Scout is a privacy-focused, cross-platform voice transcription application built with Tauri v2, React/TypeScript, and Rust. It provides real-time voice-to-text transcription with advanced model management and file upload capabilities.
Download Scout v0.4.0: Latest Release • Only 12MB! 🪶
- Download the DMG for your Mac (Apple Silicon or Intel)
- Drag Scout to Applications
- Launch and download a Whisper model from Settings
- Press
Cmd+Shift+Space
to start recording!
- 🪶 Tiny Bundle Size: Just 12MB for the entire application!
- ✅ 100% Test Pass Rate: All tests passing, ensuring reliability
- ⚡ <300ms Latency: Near real-time transcription
- 💾 <215MB Memory: Efficient resource usage
- Local-First Processing: All audio processing and transcription happens locally on your device
- Cross-Platform: Works on macOS, Windows, and Linux (iOS support planned)
- Real-Time Transcription: Low-latency voice-to-text conversion using Whisper models
- File Upload Support: Drag & drop or upload audio files for transcription
- Model Management: Download and switch between different Whisper models (tiny, base, small, medium, large)
- Smart Model Selection: Automatic model downloads and intelligent fallback handling
- Privacy-Focused: No cloud dependencies or telemetry
- Push-to-Talk Interface: Recording with global hotkeys (Cmd+Shift+Space)

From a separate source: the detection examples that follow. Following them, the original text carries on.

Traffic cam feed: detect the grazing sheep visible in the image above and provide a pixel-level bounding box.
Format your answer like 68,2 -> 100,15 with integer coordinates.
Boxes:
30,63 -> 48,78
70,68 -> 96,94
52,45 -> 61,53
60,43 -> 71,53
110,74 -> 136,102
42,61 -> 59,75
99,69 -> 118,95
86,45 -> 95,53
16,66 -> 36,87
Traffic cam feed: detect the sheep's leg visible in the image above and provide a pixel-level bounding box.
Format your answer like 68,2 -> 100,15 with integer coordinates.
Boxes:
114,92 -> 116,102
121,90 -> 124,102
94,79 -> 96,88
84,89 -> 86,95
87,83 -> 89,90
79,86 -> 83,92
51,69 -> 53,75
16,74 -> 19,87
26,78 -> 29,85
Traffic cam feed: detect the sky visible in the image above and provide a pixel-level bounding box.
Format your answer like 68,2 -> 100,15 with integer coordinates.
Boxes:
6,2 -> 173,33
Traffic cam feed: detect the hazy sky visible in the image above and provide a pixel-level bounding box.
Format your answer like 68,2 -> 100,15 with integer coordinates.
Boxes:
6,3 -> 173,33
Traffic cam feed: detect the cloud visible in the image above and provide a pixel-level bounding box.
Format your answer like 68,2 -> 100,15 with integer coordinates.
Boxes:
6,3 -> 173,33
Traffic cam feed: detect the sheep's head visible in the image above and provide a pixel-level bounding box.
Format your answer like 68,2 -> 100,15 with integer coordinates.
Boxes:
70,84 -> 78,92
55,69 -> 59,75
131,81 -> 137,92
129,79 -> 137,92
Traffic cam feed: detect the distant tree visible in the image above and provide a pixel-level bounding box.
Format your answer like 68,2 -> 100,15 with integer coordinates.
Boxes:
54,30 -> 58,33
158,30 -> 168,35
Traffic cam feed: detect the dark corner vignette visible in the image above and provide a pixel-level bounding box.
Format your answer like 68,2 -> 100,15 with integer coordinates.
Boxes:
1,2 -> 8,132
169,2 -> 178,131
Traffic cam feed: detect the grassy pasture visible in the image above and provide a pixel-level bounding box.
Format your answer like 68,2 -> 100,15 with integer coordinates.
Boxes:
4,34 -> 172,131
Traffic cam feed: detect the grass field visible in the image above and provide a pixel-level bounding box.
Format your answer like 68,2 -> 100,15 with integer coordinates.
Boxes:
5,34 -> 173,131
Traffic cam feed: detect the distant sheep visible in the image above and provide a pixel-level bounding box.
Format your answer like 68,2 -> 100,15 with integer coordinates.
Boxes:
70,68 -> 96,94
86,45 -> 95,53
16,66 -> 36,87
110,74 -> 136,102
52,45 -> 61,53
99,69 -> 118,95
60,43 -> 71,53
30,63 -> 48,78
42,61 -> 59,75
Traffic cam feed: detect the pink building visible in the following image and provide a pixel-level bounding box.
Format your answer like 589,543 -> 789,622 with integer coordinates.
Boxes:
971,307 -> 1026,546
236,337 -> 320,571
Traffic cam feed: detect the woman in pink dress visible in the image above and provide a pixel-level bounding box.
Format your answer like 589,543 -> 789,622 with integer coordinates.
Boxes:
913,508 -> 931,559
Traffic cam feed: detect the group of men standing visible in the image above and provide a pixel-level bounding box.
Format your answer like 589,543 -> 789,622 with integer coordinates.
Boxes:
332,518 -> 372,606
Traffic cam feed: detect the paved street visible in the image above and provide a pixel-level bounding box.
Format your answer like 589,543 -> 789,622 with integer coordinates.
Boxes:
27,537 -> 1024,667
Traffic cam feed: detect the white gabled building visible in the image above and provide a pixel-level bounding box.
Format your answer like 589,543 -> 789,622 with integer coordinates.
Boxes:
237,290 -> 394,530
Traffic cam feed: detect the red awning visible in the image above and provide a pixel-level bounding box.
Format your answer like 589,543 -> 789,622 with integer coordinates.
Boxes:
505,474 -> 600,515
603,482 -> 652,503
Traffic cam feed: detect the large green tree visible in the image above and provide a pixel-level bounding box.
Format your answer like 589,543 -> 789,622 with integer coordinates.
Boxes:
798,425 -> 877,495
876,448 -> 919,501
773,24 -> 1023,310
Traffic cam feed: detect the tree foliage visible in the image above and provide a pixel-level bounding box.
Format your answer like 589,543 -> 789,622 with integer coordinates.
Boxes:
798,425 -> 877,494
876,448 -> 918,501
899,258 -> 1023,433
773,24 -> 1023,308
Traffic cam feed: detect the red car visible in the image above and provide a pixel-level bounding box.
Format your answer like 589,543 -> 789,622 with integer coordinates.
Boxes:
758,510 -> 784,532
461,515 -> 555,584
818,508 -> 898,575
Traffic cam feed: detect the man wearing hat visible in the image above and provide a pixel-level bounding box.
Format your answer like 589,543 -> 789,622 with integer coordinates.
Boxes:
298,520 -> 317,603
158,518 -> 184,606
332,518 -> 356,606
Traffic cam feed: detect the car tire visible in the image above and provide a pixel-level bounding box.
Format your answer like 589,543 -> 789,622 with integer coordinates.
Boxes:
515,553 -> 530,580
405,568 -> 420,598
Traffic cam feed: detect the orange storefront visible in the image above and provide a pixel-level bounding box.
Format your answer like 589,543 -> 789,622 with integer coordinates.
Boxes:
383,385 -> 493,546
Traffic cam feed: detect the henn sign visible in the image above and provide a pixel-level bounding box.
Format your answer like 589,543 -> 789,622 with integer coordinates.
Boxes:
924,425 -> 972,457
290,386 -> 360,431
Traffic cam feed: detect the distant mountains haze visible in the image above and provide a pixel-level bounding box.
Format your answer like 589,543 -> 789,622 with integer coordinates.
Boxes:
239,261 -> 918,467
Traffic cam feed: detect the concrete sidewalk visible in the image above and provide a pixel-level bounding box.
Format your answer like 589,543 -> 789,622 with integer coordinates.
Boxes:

- Native macOS Overlay: Minimal recording indicator with position customization
- Transcript Management: Save, search, export, and manage your transcriptions locally
- Export Options: Download transcripts in JSON, Text, or Markdown formats
- Settings System: Comprehensive settings with hotkey customization and model selection
- Audio Format Support: Handles various audio formats with automatic conversion
- Background Processing: Queued processing system for file uploads
- Clean UI: Modern, VSCode-inspired interface with dark mode support
- Frontend: React with TypeScript + Vite
- Backend: Rust with Tauri v2
- Audio Processing: cpal (Cross-platform Audio Library) with Voice Activity Detection
- Transcription:
- Built-in Mode: whisper-rs with CoreML support for optimized performance
- External Service Mode: Standalone transcriber service with multiple AI models (Whisper, Parakeet MLX, Hugging Face)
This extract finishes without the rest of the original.